Jika seorang penguasa bersifat aniaya, maka janganlah kalian kesana-kemari membicarakan keburukannya. Sebaliknya, perbaikilah kondisi kalian sendiri. Adapun kesusahan yang timbul, itu adalah akibat dari perbuatan-perbuatan buruk sendiri. Jika tidak, sebenarnya seorang mukmin itu disertai oleh bintang Allah. Allah Ta‘ala sendiri yang menyediakan sarana-sarana bagi seorang mukmin. Nasihat saya adalah jadikanlah diri kalian sebagai suri teladan kebaikan dari segala segi. Janganlah kalian mengabaikan hak-hak Allah dan jangan pula mengabaikan hak-hak manusia [1].
Corak lain dalam meninggalkan kejahatan adalah akhlak yang disebut amanah atau diyanah. Yakni, tidak suka merugikan orang lain dengan cara licik dan jahat, misalnya dengan merampas harta orang lain. Hendaknya dipahami bahwa diyanah (kejujuran) dan amanah (dapat dipercaya) merupakan keadaan thabi‘i (alami). Di kalangan bangsa Arab zaman dahulu, terdapat kebiasaan di antara para pengurus harta anak-anak yatim: jika mereka hendak mengambil keuntungan dari harta anak yatim yang dikelola, mereka tetap menjaga agar modal pokok tidak berkurang. Dalam Al-Qur’an pun diisyaratkan ke arah ini, yakni agar pengurus harta menyerahkan kembali harta anak yatim di hadapan saksi-saksi.

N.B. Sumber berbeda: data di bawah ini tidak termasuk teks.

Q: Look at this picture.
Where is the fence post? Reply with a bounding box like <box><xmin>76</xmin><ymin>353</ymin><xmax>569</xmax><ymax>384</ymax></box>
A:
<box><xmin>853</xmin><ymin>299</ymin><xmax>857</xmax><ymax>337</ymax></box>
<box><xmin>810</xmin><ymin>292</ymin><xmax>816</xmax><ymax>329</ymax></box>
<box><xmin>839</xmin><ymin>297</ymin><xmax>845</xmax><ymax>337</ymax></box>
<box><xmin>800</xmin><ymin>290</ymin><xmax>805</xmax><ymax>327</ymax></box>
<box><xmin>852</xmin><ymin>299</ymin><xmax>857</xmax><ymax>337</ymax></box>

Dan barang siapa hampir meninggal dunia sedangkan anak-anaknya masih kecil dan lemah, maka hendaknya ia tidak membuat wasiat yang merugikan hak-hak anak-anaknya. Barang siapa memakan harta anak-anak yatim hingga menganiaya mereka, maka yang ia makan bukanlah harta, melainkan api. Dan pada akhirnya mereka akan dimasukkan ke dalam api yang menyala-nyala.
Perhatikanlah bagaimana Allah Ta‘ala menjelaskan secara sangat serius tentang aspek-aspek amanah. Maka, diyanah (kejujuran) dan amanah (dapat dipercaya) yang sejati adalah yang mencakup semua aspek tersebut. Apabila amanah tidak dilandasi bimbingan akal yang penuh, maka kejujuran dan amanah yang tampak itu sebenarnya mengandung unsur-unsur khianat yang terselubung melalui berbagai cara.

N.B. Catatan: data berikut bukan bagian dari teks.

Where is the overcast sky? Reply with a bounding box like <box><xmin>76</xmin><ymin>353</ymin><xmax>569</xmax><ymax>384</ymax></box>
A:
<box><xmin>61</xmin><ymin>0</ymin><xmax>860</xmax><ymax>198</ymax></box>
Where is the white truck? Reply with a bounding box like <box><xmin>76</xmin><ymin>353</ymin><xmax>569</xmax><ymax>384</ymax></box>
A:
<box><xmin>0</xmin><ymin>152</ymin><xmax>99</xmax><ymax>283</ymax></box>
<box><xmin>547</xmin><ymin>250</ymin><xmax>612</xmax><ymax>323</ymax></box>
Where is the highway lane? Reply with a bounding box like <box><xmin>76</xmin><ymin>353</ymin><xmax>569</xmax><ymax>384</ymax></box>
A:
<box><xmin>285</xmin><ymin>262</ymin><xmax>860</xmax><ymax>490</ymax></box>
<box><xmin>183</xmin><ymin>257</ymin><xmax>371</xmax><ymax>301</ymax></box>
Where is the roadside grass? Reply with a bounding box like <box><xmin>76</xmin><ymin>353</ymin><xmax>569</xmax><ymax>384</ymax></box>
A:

Allah Ta‘ala berfirman dalam Al-Qur’an surah An-Nisa’, 4:59: “Sesungguhnya Allah menyuruh kamu menyampaikan amanat kepada yang berhak menerimanya, dan apabila kamu menetapkan hukum di antara manusia, hendaklah kamu menetapkannya dengan adil. Sesungguhnya Allah memberikan pengajaran yang sebaik-baiknya kepadamu. Sesungguhnya Allah Maha Mendengar, Maha Melihat.” Dalam tafsir ayat ini dijelaskan bahwa kekuasaan atau wewenang memerintah dipandang sebagai amanah dari rakyat. Artinya, kekuasaan bukanlah hak waris atau hak lahiriah seseorang atau suatu dinasti. Al-Qur’an tidak menyetujui pemerintahan yang turun-temurun, dan sebagai gantinya diperintahkan untuk mengadakan pemerintahan perwakilan. Kepala pemerintahan harus dipilih, dan dalam pemilihan itu rakyat diperintahkan untuk memilih orang yang paling layak untuk mengemban jabatan tersebut.

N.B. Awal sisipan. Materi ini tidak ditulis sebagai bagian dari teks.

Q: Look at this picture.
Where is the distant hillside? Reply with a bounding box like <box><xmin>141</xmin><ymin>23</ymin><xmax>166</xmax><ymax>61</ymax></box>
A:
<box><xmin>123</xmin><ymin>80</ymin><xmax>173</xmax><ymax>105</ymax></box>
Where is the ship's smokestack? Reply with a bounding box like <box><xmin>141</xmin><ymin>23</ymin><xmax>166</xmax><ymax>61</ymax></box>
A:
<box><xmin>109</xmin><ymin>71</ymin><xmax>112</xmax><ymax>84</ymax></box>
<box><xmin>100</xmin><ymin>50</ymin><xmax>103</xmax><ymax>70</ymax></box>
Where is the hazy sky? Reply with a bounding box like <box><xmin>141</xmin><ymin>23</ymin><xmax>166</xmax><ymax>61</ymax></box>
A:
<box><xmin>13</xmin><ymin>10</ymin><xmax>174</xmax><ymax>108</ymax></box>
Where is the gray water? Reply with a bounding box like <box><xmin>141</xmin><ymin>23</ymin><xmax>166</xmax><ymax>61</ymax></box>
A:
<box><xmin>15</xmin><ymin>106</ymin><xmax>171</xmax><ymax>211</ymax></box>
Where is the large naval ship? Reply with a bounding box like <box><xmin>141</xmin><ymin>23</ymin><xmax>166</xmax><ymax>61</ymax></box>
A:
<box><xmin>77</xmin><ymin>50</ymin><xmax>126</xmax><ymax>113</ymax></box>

Serahkanlah amanat kepada orang yang berhak menerimanya. Allah tidak bersahabat dengan orang-orang yang berkhianat. Ketika menakar, takarlah dengan sempurna. Ketika menimbang, timbanglah dengan benar dan jujur. Janganlah kalian merugikan orang lain dalam hal harta dengan cara apa pun. Jangan pula berkeliaran di muka bumi dengan niat membuat kerusakan—baik itu mencuri, merampok, mencopet, atau mengambil milik orang lain dengan cara yang tidak sah.
Melalui surah An-Nisa’ ayat 59, Allah SWT menekankan pentingnya menegakkan keadilan dalam seluruh aspek kehidupan. Jika seseorang diberi amanat untuk menetapkan hukum atau memutuskan perkara, maka ia harus berlaku adil dan tidak berpihak. Oleh karena itu, baik amanah maupun keadilan harus ditegakkan dan dijaga tanpa membedakan agama, keturunan, atau ras.
Referensi:
[1] Malfuzat, Add Nazir Isyaat, London, 1984, Jilid 2, hlm. 289 / MI 21.12.99.
[2] Al-Qur’an. Surah An-Nisa’, 4:59.